Anda di halaman 1dari 12

BAB I

A. Konsep dasar Penyakit


1. Definisi
CABG adalah kontruksi jalur (conduits) baru antara aorta (atau arteri mayor lainnya)
dan bagian arteri yang mengalami obstruksi atau stenosis (Inwood, 2002).
CABG adalah membuat bypass pada sumbatan arteri dengan vena klien sendiri atau
pembuluh darah arteri atau sintetik graft (Ignatavicius dan Workman, 2006).
2. Tujuan
Tujuan prosedur tandur pintas arteri koronaria (coronary artery bypass graft, CABG)
adalah meningkatkan aliran darah ke miokardium yang mengalami iskemia akibat lesi
aterosklerotik stenotik atau obstruktif di arteri koronaria (Gruendemann, Barbara J.
2005).
3. Indikasi
a. Pasien penyakit jantung koroner (PJK) yang dianjurkan operasi CABG adalah
pasien yang hasil kateterisasi jantung ditemukan adanya:
1. Penyempitan >50 % dari left main disease atau left main equivelant yaitu
penyempitan menyerupai left main arteri misalnya ada penyempitan bagian
proximal dari arteri anterior desenden dan arteri circumflex.

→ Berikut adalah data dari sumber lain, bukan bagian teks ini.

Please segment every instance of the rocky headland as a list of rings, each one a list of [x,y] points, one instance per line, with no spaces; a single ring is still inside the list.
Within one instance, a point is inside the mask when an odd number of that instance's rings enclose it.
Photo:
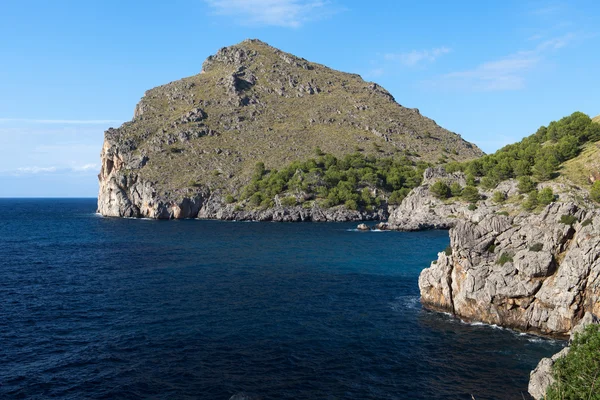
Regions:
[[[286,194],[298,206],[269,195],[257,207],[241,196],[257,163],[276,171],[316,150],[406,162],[483,154],[375,83],[246,40],[208,57],[198,75],[147,91],[132,121],[105,132],[98,212],[260,221],[387,216],[385,204],[307,204],[301,192]]]

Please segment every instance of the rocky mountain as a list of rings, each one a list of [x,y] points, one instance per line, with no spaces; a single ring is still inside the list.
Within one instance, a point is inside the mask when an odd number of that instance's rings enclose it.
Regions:
[[[257,162],[278,169],[317,148],[336,157],[361,151],[429,162],[482,154],[375,83],[246,40],[208,57],[200,74],[147,91],[132,121],[106,131],[98,210],[237,218],[223,199],[239,193]],[[322,209],[308,214],[329,220]],[[260,219],[253,210],[245,217]]]

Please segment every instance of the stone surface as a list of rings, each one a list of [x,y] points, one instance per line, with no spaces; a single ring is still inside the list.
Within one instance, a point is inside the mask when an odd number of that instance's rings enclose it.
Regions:
[[[575,335],[584,331],[585,327],[590,324],[598,324],[600,320],[594,314],[586,312],[584,317],[573,328],[570,336],[570,341],[575,338]],[[552,357],[542,358],[537,367],[529,375],[529,394],[536,400],[545,398],[548,387],[554,383],[552,377],[552,367],[556,360],[569,354],[569,346],[565,347]]]
[[[314,157],[317,147],[338,158],[357,147],[376,158],[408,154],[419,161],[448,151],[457,160],[483,154],[359,75],[246,40],[208,57],[200,74],[148,90],[132,121],[105,132],[98,212],[165,219],[380,219],[385,210],[261,211],[239,204],[247,211],[238,212],[223,206],[226,195],[241,197],[257,162],[279,169]]]
[[[563,215],[588,222],[565,225]],[[594,210],[552,203],[539,215],[459,219],[450,243],[452,254],[440,253],[419,278],[426,306],[555,336],[568,336],[586,311],[600,311],[600,216]]]

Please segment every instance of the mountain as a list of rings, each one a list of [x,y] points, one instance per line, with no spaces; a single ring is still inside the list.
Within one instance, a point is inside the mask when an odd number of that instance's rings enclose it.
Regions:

2. Penderita dengan 3 vessel disease yaitu 3 arteri koroner semuanya mengalami
penyempitan bermakna yang fungsi jantung mulai menurun (EF:<50%>.

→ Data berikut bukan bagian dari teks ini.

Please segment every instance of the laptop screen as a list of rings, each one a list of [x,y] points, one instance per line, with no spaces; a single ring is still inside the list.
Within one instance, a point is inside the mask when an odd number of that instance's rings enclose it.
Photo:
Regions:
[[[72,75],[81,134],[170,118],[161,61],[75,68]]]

3. Penderita yang gagal dilakukan balonisasi dan stent.
4. Penyempitan 1 atau 2 pembuluh namun pernah mengalami gagal jantung.
5. Anatomi pembuluh darah suitable (sesuai) untuk CABG.
4. Kontraindikasi prosedur CABG :
a. Tidak adanya arteri koronaria utama dengan garis tengah kurang dari 1 mm yang
terbuka distal dari lesi obstruktif.
b. Tidak adanya miokardium yang hidup di daerah yang diperdarahi oleh arteri
koronaria yang sakit.
c. Adanya kelainan nonjantung dengan prognosis buruk.
d. Debilitas berat.
e. Perburukan mental/emosional.
f. Penyakit multisystem.
5. Pembuluh Darah yang Digunakan untuk Operasi CABG ( Kasuari,2002)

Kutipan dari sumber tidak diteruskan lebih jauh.